Bug 1166063

Summary: diff heal makes the system unusable
Product: [Community] GlusterFS Reporter: Pranith Kumar K <pkarampu>
Component: replicateAssignee: Pranith Kumar K <pkarampu>
Status: CLOSED CURRENTRELEASE QA Contact:
Severity: unspecified Docs Contact:
Priority: unspecified    
Version: mainlineCC: bugs, lindsay.mathieson
Target Milestone: ---Keywords: Triaged
Target Release: ---   
Hardware: Unspecified   
OS: Unspecified   
Whiteboard:
Fixed In Version: Doc Type: Bug Fix
Doc Text:
Story Points: ---
Clone Of: Environment:
Last Closed: 2016-06-22 09:24:37 UTC Type: Bug
Regression: --- Mount Type: ---
Documentation: --- CRM:
Verified Versions: Category: ---
oVirt Team: --- RHEL 7.3 requirements from Atomic Host:
Cloudforms Team: --- Target Upstream Version:
Embargoed:

Description Pranith Kumar K 2014-11-20 10:58:53 UTC
Description of problem:
Here is the mail sent by Lindsay Mathieson:

2 Node replicate setup,

Everything has been stable for days untill I had occasion to reboot
one of the nodes.
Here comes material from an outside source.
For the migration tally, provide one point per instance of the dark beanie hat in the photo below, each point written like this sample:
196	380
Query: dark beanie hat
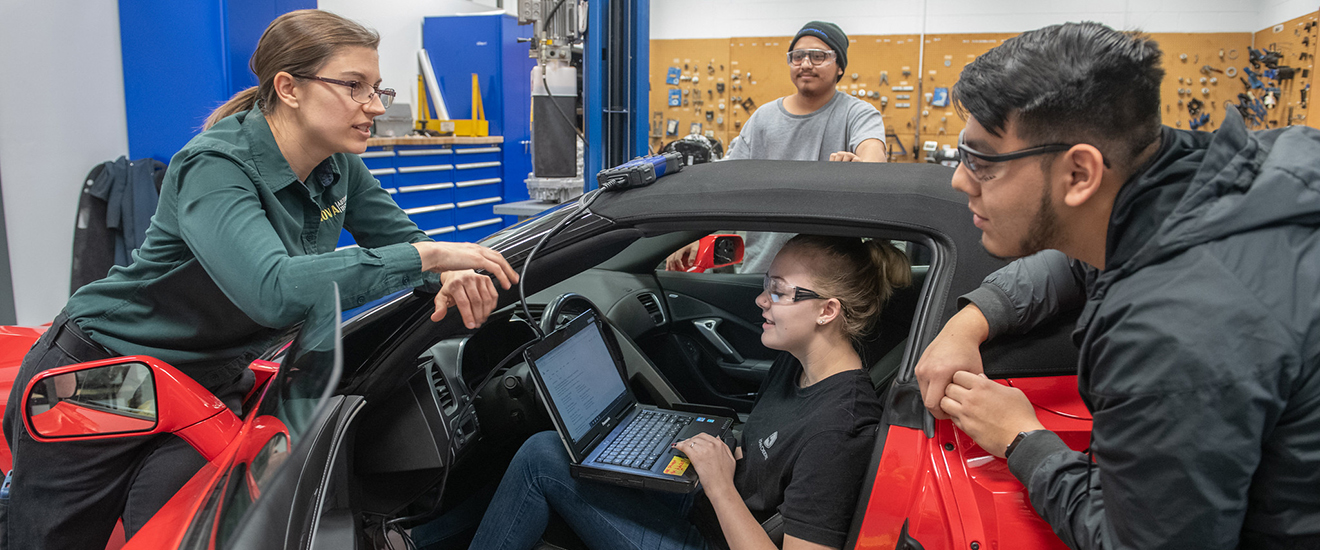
828	33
Since then (past hour) glusterfsd has been pegging
the CPU(s), utilization ranging from 1% to 1000% !

On average its around 500%

This is a vm server, so there are only 27 VM images for a total of
800GB. Its an Intel E5-2620 (12 Cores) with 32GB ECC RAM

- What does glusterfsd do?

- What can I do to fix this?

thanks,
------------------------

We found that the root cause is that mount started self-heal of all the VMs which are doing diff self-heal, i.e. checksums are consuming high CPU on the bricks which lead to the issue. We need a way to throttle the number of parallel self-heals.


Version-Release number of selected component (if applicable):


How reproducible:
always

Steps to Reproduce:
1. Have a lot of VMs on replicated volume
2. Bring one brick down and do some write activity on all the VMs
3. Bring the brick back up while the VM operations are in progress
4. This will lead to self-heal of all the VMs by the mount.
5. That will cause high CPU usage on bricks because of checksums.

Expected results:
Bricks should not use so much CPU. There should be some kind of throttling

Comment 1 Pranith Kumar K 2016-06-22 09:24:37 UTC
With sharding and full self-heal algorithm this problem doesn't happen. So closing this.